Question Everything (Almost)
Again, one of my mistakes from younger days and former jobs. I was afraid to ask questions for fear of seeming "dumb." If there's anything you're unsure of, anything at all, pipe up and ask about it. Don't assume you should know. You might be stumped on a process that's specific to your office and requires an answer from a coworker in order to move forward. Think of all the time you'd waste sitting at your desk trying to figure it out yourself when it's literally not possible.
Network, Network and then Network Some More
This is the most obvious tip on here, but it's so important it bears mentioning. You will never do yourself a disservice by giving everyone you meet a chance to be an office friend. By office friend, I mean to say, someone with which you can have a professional quid pro quo (that's a beneficial mutual exchange) relationship. Some advisors tell you to find a mentor or sidle up to the top brass. That can be too obvious and give a bad impression. So just meet and greet as many people as possible, be a social butterfly in those first few months, at least. Say yes to happy hour, say yes to lunch invitations, say yes to everything except participating in office gossip. Never do that until you know the ropes and who you can trust. A better credo might be: just don't do it ever.

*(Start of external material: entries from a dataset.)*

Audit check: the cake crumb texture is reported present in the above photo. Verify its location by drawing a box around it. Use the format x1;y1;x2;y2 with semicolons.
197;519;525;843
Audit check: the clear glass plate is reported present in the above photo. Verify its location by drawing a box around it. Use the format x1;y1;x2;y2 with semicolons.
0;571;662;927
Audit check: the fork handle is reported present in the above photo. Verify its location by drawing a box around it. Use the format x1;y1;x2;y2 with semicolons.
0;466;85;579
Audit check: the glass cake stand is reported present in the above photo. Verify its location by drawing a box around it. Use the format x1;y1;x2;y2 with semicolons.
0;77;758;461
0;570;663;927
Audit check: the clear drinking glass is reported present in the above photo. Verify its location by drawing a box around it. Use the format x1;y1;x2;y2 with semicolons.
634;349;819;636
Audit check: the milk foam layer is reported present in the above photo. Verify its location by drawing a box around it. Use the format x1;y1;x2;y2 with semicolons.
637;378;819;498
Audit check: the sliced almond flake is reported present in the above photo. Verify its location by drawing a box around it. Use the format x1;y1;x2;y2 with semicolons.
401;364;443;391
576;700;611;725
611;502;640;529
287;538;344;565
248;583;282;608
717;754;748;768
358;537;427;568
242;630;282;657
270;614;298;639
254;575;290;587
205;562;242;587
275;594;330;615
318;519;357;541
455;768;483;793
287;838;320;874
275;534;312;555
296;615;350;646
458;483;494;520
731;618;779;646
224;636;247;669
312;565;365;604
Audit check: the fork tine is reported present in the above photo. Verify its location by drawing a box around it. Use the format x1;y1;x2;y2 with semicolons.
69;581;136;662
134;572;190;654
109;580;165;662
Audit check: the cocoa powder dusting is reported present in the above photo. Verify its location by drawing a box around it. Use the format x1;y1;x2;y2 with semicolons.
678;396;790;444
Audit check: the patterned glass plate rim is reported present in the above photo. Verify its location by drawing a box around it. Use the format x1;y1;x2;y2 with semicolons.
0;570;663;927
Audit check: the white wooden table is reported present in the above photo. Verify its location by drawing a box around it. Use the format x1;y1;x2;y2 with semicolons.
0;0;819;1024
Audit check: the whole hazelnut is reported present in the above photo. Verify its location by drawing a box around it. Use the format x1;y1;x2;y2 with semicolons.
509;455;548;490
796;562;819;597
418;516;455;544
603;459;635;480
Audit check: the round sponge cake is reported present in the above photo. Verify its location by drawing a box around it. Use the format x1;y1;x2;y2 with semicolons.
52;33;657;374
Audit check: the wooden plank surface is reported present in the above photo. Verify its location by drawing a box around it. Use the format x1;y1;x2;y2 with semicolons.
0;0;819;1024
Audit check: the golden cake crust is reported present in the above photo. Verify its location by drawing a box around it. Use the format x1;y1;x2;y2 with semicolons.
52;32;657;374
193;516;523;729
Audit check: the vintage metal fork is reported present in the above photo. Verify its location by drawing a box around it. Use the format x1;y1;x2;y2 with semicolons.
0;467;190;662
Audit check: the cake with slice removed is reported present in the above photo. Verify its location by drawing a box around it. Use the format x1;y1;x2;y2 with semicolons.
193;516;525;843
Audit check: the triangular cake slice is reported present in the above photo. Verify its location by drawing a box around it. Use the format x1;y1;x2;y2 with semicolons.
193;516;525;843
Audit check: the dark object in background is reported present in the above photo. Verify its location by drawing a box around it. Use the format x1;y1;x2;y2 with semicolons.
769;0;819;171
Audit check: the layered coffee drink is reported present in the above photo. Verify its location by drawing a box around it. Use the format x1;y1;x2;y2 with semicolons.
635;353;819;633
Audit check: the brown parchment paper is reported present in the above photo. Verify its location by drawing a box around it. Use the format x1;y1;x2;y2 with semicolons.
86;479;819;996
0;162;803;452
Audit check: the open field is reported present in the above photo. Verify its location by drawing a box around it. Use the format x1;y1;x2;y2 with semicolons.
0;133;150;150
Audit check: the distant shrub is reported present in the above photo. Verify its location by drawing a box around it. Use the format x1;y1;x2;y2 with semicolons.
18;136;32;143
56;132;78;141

Dale Carnegie wrote a little book in 1935 called How to Win Friends and Influence People. And because it deals with human nature, it's still a gem of a self-help book. In it, he stresses the importance of being genuine in your dealings with others. Don't flatter, people can always tell. Instead, find something you genuinely admire about a person, mention it, and they'll be all over it. They'll associate you with positive vibes. Also use this missive to refrain from insincere behavior at work. If you're doing something special just to boost your own ego, you may think you're being sly, but you're not. People can tell. Adopt a team player mentality and be real nice, literally. You'll go far.